Arquivo de: Novembro 2007

29.11.07

O irmão do Pródigo

Há tantos anos venho te ajudando sem nunca desobedecê-lo e nunca me deste um cabrito para alegrar-me com meus amigos. Já teu filho te arruína e você faz uma festa? (Lc 15.29,30)

Acredito que algumas pessoas se identificam, realmente, com o filho pródigo (que deixa as mordomias da casa por algumas arriscadas aventuras), mas acredito que todos temos um "quê" do irmão do "pródigo", que pondera suas atitudes esperando uma recompensa.

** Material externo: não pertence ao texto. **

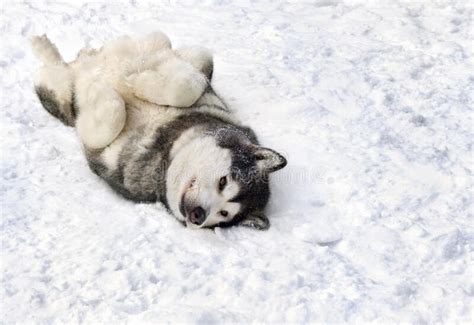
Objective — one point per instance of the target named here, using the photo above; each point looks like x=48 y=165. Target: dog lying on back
x=153 y=128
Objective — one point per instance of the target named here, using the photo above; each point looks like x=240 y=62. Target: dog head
x=221 y=179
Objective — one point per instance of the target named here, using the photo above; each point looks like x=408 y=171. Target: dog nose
x=197 y=216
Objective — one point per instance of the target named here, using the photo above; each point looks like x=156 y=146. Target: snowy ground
x=372 y=220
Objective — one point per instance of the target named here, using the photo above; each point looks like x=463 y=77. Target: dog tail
x=54 y=81
x=46 y=51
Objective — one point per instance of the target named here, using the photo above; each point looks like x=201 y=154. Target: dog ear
x=256 y=220
x=269 y=160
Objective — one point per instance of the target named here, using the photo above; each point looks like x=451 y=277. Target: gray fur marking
x=141 y=173
x=65 y=113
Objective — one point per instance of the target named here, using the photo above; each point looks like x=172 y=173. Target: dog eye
x=222 y=183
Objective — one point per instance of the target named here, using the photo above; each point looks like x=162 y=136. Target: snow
x=372 y=220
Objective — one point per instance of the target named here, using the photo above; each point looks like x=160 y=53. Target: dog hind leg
x=102 y=115
x=54 y=81
x=173 y=82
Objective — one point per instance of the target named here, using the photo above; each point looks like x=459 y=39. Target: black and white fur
x=153 y=128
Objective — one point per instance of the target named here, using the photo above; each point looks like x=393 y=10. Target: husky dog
x=154 y=129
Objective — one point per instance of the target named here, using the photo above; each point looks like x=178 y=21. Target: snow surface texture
x=371 y=221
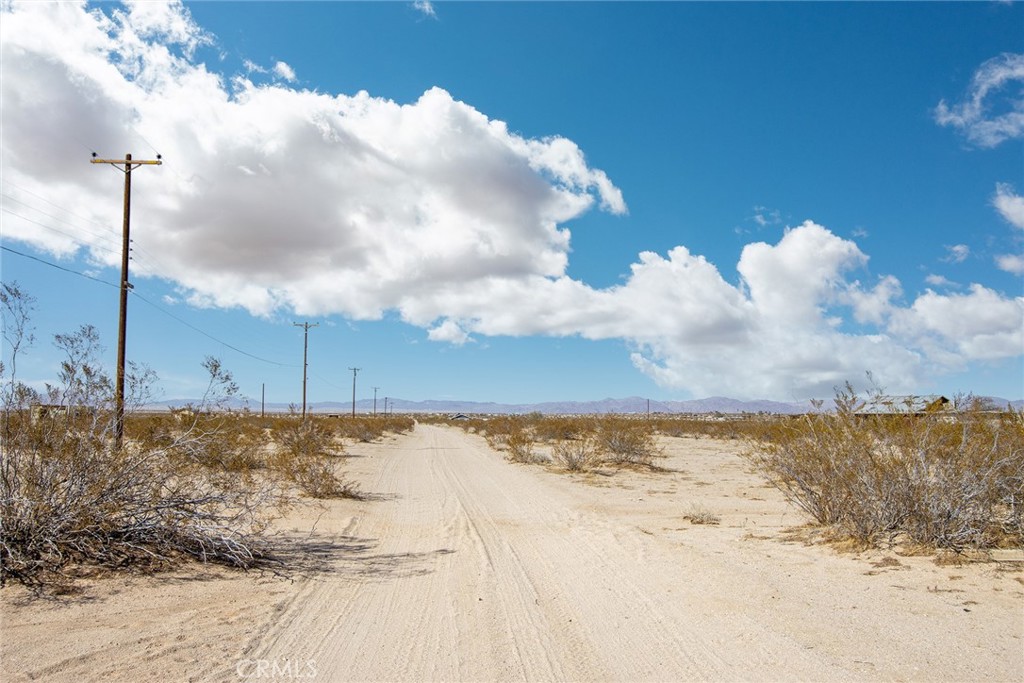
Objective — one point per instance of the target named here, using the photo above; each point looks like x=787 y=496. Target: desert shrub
x=712 y=425
x=626 y=441
x=520 y=446
x=701 y=515
x=305 y=453
x=949 y=479
x=577 y=455
x=69 y=497
x=559 y=427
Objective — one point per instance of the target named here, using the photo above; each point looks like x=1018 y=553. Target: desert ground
x=462 y=566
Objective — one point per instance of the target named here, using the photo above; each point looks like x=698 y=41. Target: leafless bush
x=626 y=441
x=577 y=455
x=305 y=452
x=69 y=497
x=946 y=479
x=520 y=446
x=701 y=515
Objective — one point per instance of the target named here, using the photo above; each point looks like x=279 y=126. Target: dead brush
x=305 y=453
x=520 y=446
x=626 y=441
x=577 y=455
x=952 y=480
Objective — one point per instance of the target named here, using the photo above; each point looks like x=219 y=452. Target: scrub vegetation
x=203 y=482
x=949 y=477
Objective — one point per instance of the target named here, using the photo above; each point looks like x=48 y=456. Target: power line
x=78 y=242
x=142 y=257
x=119 y=387
x=305 y=365
x=58 y=267
x=158 y=307
x=109 y=236
x=209 y=336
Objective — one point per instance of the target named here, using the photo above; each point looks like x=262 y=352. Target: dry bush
x=305 y=453
x=69 y=498
x=950 y=480
x=520 y=446
x=701 y=515
x=558 y=428
x=627 y=441
x=577 y=455
x=714 y=425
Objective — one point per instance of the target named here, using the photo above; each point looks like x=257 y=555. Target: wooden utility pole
x=119 y=388
x=305 y=347
x=354 y=371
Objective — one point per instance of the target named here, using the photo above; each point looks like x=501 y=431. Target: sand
x=463 y=566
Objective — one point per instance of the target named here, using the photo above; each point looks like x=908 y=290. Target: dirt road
x=489 y=570
x=466 y=567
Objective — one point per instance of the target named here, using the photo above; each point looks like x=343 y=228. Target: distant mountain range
x=634 y=404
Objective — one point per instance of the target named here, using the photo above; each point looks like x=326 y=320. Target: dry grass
x=203 y=482
x=952 y=480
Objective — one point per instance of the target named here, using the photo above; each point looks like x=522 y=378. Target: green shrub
x=949 y=479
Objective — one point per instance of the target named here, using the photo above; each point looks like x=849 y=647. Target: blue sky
x=526 y=202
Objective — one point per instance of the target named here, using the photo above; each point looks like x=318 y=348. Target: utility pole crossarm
x=129 y=162
x=119 y=388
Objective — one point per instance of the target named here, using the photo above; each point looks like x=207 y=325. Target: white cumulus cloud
x=992 y=110
x=284 y=71
x=275 y=199
x=1010 y=205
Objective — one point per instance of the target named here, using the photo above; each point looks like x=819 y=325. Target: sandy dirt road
x=466 y=567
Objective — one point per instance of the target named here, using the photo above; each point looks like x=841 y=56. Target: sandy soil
x=466 y=567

Não adianta negar. Possuímos, de fábrica, um "detector de pecados alheios". Sabemos de cór os deslizes do próximo e aguardamos com ansiedade o tempo em que seremos reconhecidos e gratificados por nossa "boa-postura". Até por isso nos preocupamos demais com os erros dos outros. Desde crianças somos assim: "Poxa, Pai, fulano quebrou não sei o quê e você nem brigou!". "Foi cicrano que começou, mãe!".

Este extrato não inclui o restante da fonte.